Двадцать лет он не был там и редко вспоминал родные места. Не до того было! Жизнь — штука такая: поспешай и не оглядывайся. Он поспешал и не оглядывался. Теперь — да, теперь дело другое. Годы скитаний позади. У него своя комната в Москве, рядом с метро «Серпуховская», неплохая обстановка, венгерское кресло-кровать, красного дерева шкаф из комиссионного магазина, знакомый столяр сделал стеллажи для книг. Это теперь модно — книги, телевизор…

На Джека Лондона так Полине и не удалось подписаться, думал Владимир Павлович. Пришла домой вся в слезах. Что-то она часто стала плакать, чувствует, что скоро конец… Ну, подписку-то он теперь и сам устроит, — сумел же он обменять Гюго на Мопассана, сумел же устроиться с билетами на «Динамо» и бывает там всегда, — играй хоть Швеция, хоть «Спартак», хоть Уругвай. Да и в балет он может ходить когда угодно, И твердое, как гранит, положение…

Да, все наконец устроилось. Последнее, что ему мешало жить, это были его старые, гнилые зубы. Но и это оказалось поправимым: великолепные искусственные челюсти крепко сидят во рту, одно удовольствие трогать их языком…

Да, все устроилось. Но именно теперь появилось это незнакомое ему чувство, эта странная, щемящая тоска. Что ж, он имеет право на то, чтобы повидать родной город. А может быть, просто пришло время взглянуть на себя как бы со стороны. Или, вернее сказать, снизу. Взглянуть — и оценить. Ведь и у альпиниста, бесстрашно одолевающего горные кручи, наступает момент, когда хочется остановиться и обозреть пройденный путь. Но там, наверху, — знаки ледоруба привычны, с каждым шагом открывается новая вершина и тропа теряется среди многих других. А снизу не видно этой беспокойной горной жизни, вершины, большие и малые, сливаются, и о твоем походе уже сложена легенда.

Весь следующий день Владимир Павлович был оживлен, рассказывал анекдоты и забавные случаи из жизни и всех поразил своей осведомленностью о личной жизни балерины С.
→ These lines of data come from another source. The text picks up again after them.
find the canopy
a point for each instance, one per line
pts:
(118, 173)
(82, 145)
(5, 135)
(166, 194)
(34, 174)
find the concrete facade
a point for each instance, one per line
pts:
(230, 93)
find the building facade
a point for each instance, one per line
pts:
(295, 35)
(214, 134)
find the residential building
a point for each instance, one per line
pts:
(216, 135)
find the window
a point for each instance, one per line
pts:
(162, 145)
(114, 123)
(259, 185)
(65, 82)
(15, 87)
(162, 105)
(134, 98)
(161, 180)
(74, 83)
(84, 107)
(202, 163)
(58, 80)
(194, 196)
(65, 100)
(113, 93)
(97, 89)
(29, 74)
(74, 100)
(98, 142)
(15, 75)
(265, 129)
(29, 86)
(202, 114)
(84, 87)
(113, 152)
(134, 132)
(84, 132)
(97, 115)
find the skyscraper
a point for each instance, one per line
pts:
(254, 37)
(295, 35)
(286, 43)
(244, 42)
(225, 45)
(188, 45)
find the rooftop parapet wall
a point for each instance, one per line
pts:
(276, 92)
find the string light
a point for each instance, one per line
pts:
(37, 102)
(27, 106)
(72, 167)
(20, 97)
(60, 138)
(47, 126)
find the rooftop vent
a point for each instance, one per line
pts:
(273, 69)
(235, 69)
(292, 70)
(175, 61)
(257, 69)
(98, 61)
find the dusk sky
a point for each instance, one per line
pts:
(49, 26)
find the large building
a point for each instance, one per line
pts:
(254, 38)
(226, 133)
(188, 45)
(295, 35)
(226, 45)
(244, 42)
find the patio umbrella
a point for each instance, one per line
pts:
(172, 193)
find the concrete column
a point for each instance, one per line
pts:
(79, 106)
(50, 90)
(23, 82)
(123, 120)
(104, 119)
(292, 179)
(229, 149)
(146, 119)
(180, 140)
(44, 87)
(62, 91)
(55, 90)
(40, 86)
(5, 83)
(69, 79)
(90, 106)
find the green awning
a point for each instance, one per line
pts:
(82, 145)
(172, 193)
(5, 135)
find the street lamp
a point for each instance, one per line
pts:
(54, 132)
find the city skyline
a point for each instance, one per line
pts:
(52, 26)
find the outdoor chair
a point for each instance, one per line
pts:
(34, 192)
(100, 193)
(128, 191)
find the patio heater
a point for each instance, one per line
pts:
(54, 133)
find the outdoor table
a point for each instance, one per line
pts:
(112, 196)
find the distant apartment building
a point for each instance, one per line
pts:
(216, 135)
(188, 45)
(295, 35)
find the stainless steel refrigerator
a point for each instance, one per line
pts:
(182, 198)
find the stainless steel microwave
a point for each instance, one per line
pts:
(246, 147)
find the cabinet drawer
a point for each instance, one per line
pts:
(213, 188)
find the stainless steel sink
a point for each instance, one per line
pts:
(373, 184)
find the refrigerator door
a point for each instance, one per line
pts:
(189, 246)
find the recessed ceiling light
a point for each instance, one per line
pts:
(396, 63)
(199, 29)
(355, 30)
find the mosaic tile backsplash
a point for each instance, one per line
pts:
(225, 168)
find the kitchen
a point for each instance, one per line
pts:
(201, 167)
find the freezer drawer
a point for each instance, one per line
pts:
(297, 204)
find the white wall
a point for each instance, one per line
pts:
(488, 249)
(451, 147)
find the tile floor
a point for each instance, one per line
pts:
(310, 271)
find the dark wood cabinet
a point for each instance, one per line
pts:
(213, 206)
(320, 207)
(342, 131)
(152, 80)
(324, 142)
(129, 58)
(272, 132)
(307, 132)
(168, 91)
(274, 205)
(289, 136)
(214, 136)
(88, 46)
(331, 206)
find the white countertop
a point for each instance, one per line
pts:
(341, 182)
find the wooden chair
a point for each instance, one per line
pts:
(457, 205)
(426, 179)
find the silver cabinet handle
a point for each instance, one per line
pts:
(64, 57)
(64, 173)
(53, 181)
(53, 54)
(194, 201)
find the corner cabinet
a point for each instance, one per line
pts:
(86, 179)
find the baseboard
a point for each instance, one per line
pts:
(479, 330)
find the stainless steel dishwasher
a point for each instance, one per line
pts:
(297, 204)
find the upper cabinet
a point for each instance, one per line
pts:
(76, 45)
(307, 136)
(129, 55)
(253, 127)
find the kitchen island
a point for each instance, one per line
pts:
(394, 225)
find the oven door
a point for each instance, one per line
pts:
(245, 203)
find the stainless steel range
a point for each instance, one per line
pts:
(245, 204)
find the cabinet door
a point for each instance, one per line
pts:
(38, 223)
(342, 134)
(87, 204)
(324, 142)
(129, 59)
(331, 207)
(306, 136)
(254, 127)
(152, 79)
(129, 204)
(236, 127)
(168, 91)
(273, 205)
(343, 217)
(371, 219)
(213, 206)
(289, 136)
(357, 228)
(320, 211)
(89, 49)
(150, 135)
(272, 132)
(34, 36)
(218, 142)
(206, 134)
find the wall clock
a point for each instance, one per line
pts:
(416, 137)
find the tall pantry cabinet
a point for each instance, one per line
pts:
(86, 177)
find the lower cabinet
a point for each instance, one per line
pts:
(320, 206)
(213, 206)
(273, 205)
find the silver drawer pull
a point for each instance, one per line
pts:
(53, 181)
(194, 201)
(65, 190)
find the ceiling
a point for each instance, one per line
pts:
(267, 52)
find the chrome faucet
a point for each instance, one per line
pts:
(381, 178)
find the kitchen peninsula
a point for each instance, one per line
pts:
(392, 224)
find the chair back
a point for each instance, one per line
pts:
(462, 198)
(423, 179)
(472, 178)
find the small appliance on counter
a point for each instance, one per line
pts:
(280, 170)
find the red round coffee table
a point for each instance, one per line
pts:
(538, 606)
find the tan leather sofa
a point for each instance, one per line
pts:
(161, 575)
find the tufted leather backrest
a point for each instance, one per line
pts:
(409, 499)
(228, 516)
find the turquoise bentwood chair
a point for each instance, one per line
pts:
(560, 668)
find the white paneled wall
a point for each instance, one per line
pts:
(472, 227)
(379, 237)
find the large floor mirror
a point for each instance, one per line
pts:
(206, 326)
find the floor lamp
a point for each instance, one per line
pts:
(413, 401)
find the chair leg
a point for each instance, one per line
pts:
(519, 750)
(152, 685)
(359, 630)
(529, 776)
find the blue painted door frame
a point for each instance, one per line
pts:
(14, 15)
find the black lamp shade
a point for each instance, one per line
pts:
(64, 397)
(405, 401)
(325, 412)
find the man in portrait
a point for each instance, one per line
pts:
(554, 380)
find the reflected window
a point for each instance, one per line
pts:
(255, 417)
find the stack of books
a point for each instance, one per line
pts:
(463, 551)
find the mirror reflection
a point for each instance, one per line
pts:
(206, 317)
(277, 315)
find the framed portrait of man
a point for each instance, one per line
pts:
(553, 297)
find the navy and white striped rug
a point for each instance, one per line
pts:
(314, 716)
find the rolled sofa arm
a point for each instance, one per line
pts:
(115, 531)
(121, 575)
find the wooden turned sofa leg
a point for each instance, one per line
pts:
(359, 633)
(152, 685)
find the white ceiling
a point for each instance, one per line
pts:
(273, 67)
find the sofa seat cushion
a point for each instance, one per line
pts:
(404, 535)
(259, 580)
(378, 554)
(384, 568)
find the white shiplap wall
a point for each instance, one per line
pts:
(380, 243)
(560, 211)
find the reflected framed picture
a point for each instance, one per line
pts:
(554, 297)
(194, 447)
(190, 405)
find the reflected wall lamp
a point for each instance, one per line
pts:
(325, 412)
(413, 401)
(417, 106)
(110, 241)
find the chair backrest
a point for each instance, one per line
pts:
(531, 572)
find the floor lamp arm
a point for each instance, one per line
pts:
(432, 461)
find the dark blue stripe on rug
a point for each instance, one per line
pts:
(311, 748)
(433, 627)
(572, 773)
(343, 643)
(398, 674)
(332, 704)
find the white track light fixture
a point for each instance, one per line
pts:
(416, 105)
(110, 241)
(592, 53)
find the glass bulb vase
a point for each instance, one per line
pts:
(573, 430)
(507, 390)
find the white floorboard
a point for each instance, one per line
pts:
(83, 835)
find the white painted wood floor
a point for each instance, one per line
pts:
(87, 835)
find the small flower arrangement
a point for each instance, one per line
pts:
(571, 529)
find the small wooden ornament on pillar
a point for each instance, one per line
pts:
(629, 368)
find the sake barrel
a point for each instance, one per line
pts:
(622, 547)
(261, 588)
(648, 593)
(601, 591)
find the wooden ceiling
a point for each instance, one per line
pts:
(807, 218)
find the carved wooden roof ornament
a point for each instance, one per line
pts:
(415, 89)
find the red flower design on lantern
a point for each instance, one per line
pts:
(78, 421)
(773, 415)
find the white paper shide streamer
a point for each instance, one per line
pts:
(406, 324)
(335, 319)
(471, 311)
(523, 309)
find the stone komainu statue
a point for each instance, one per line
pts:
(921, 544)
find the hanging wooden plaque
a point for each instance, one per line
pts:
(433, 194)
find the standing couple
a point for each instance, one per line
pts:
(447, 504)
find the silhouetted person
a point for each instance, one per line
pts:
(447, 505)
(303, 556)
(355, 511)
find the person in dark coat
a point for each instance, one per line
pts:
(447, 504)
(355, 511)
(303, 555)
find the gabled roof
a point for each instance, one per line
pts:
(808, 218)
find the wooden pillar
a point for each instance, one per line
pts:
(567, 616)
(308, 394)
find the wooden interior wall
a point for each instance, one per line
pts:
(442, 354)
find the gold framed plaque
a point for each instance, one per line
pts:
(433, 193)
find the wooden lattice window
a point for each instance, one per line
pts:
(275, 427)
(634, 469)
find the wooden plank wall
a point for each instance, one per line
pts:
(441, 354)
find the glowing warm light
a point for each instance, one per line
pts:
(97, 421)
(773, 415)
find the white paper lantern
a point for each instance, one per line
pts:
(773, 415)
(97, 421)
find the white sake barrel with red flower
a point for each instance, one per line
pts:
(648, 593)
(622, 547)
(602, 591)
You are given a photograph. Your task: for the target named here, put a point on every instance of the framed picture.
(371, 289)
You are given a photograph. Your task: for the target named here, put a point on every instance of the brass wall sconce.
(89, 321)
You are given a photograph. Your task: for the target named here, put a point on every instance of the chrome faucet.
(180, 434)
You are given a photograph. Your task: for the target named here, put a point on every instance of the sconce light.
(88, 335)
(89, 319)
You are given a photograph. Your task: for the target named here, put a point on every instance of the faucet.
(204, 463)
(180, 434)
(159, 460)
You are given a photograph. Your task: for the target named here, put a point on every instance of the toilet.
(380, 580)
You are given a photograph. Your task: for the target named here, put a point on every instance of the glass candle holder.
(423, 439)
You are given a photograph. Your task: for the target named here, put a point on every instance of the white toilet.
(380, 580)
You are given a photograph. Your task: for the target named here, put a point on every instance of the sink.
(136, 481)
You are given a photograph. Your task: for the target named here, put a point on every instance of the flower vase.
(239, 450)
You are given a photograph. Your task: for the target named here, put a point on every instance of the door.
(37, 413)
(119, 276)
— А вы тоже имеете отношение к искусству? — спросил майор, раскрасневшись.

— Как всякий культурный человек, — ответил Владимир Павлович.

Потом обедали, потом снова болтали, играли в шахматы, и Владимир Павлович высказал свое недовольство чемпионом мира, который не сумел добиться превосходства в последнем матче.

Смыслов, Козловский, Левитан, Яншин, Яшин… Имена мелькали и исчезали вместе с колечками дыма, которые Владимир Павлович пускал, надо сказать, классически.

А на следующее утро Москва была уже далеко позади, а вместе с нею и то, что так еще недавно заботило: настойчивая Полина, подписка на Джека Лондона, деньги, которых всегда не хватало, и должность старшего референта, которой он так добивался и которая по роковому стечению обстоятельств постоянно от него ускользала.